In Sierra Leone la mutilazione genitale femminile è legale: fa parte di un rituale di iniziazione culturale e religioso che segna l’ingresso nella vita adulta per le ragazze, e secondo la tradizione le prepara al matrimonio. A eseguirla (a pagamento) sono le soweis, donne che fanno parte di Bondo, una società segreta completamente al femminile dell’Africa occidentale. “È tempo che il governo sospenda tutte le iniziative di Bondo e indaghi”, ha scritto su X Turay. All’età di 11 anni subì una mutilazione genitale da parte di sua zia: dopo la dolorosa procedura, Turay perse sangue per due giorni. La stessa pratica toccò a sua cugina, che però morì.

Il Paese ha uno dei tassi di diffusione delle mutilazioni genitali femminili più alti in Africa: secondo il Demographic Health Survey 2019 condotto dal Fondo delle Nazioni Unite per la popolazione (Unfpa), l’83% delle donne e delle ragazze di età compresa tra i 15 e i 49 anni hanno subito la procedura.
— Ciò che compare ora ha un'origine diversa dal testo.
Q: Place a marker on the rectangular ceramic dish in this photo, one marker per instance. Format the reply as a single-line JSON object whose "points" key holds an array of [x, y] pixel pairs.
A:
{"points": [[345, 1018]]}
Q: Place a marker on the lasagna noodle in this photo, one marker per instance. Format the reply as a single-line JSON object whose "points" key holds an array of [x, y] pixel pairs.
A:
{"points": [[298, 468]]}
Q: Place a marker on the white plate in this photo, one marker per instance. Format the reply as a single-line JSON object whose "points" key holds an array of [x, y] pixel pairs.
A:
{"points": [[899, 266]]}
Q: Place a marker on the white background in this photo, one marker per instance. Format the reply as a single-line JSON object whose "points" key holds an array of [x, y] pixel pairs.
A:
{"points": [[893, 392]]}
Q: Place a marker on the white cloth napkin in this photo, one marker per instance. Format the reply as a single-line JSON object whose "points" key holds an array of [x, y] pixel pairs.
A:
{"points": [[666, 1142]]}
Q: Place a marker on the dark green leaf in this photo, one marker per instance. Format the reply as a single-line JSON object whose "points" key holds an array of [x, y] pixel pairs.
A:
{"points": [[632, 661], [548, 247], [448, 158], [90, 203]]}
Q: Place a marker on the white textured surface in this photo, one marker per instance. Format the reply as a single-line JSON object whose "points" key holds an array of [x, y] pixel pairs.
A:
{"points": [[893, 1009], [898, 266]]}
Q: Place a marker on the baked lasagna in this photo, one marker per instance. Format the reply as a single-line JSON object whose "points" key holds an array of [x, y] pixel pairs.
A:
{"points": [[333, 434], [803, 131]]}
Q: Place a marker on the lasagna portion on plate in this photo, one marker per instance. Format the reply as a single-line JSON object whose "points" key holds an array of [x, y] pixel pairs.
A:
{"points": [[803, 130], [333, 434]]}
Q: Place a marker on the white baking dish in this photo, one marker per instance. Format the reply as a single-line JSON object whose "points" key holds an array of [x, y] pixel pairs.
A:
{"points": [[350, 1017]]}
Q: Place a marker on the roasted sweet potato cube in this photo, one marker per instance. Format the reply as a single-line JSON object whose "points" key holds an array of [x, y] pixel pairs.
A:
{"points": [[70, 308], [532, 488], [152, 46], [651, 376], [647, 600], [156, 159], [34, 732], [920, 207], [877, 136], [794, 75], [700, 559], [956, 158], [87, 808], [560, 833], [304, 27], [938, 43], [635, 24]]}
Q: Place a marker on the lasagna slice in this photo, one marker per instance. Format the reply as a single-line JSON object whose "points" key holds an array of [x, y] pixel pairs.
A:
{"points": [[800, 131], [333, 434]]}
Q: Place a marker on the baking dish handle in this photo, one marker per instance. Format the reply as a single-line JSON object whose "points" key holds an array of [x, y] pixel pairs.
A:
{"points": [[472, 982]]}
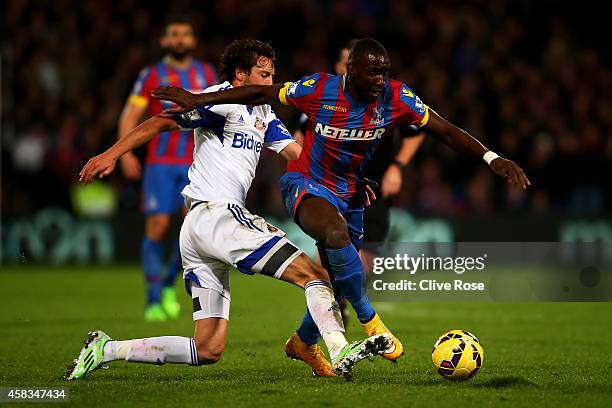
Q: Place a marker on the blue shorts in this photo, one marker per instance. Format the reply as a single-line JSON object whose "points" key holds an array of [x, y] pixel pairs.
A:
{"points": [[295, 187], [161, 187]]}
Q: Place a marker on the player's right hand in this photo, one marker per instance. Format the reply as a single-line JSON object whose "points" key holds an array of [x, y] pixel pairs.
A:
{"points": [[185, 100], [510, 171], [130, 166], [102, 165]]}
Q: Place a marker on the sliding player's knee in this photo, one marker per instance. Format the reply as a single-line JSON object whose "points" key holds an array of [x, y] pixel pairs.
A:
{"points": [[157, 227], [208, 353], [336, 236], [316, 272]]}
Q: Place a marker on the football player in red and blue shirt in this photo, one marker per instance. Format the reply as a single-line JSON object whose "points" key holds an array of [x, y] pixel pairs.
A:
{"points": [[168, 158], [348, 116]]}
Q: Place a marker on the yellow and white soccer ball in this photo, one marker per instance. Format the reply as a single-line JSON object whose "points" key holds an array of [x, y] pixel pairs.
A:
{"points": [[457, 355]]}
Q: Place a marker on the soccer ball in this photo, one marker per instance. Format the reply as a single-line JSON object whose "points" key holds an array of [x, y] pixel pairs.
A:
{"points": [[457, 355]]}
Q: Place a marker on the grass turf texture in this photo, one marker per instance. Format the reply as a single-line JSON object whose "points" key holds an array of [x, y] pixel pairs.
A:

Si tratta di una percentuale in calo rispetto ai dati del 2013 (90%), che però riguarda ancora 1 ragazza su 3 di età compresa tra 15 e 19 anni in 30 paesi dell’Africa e del Medio Oriente, ma è praticata anche in alcuni Paesi dell’Asia e dell’America Latina. Nel 2024 “quasi 4,4 milioni di ragazze saranno a rischio di questa pratica dannosa”, spiega l’Onu. Significa più di 12.000 casi ogni giorno.

La rimozione parziale o totale dei genitali femminili esterni, considerata una violazione dei diritti umani di donne e bambine, può portare a un alto rischio di sanguinamento prolungato, infezioni (compreso l’HIV), complicazioni durante il parto, infertilità e morte. Le sopravvissute possono avere conseguenze a lungo termine non solo sulla loro salute sessuale e riproduttiva, ma anche su quella mentale.

Le Nazioni Unite si sono impegnate a eliminare completamente la pratica entro il 2030, come parte dell’obiettivo 5, relativo al raggiungimento dell’uguaglianza di genere e dell’emancipazione di tutte le donne e le ragazze, dei Sustainable Development Goals, la strategia globale “per ottenere un futuro migliore e più sostenibile per tutti”. Già nel 2012, l’Onu ha approvato una risoluzione per vietarle. Nonostante le ragazze, oggi, abbiano un terzo di probabilità in meno di essere sottoposte alle mutilazioni genitali femminili rispetto a 30 anni fa, i progressi dovrebbero essere almeno 10 volte più rapidi per raggiungere gli Obiettivi di Sviluppo Sostenibile.

Aminata Koroma, la segretaria esecutiva dell’organizzazione contro le Mgf in Sierra Leone Forum Against Harmful Practices (Fahp), ha dichiarato che i genitori delle tre ragazze morte in Sierra Leone a gennaio e coloro che hanno effettuato la procedura sono sotto la custodia della polizia. La sua associazione sta cercando di ottenere una legge che criminalizzi le Mgf e sta lavorando per promuovere cerimonie alternative che rinuncino a questa pratica: l’anno scorso ne ha sperimentate alcune in tre distretti e spera di estendere la sperimentazione ad altri due quest’anno.

Le società di Bondo, per quanto responsabili della procedura, hanno anche «molti aspetti positivi», secondo Koroma: «Insegnano alle ragazze le proprietà medicinali delle piante e tramandano la storia della nostra cultura. Il nostro slogan è: “Dite sì a Bondo, no al taglio”», ha dichiarato al Guardian. Le sowies, tuttavia, vedono nelle mutilazioni genitali femminili un’importante fonte di reddito: «Le famiglie possono spendere tra i 300 e i 400 dollari per l’intera cerimonia, che dura tre settimane. Dobbiamo essere in grado di sostituirla con qualcos’altro».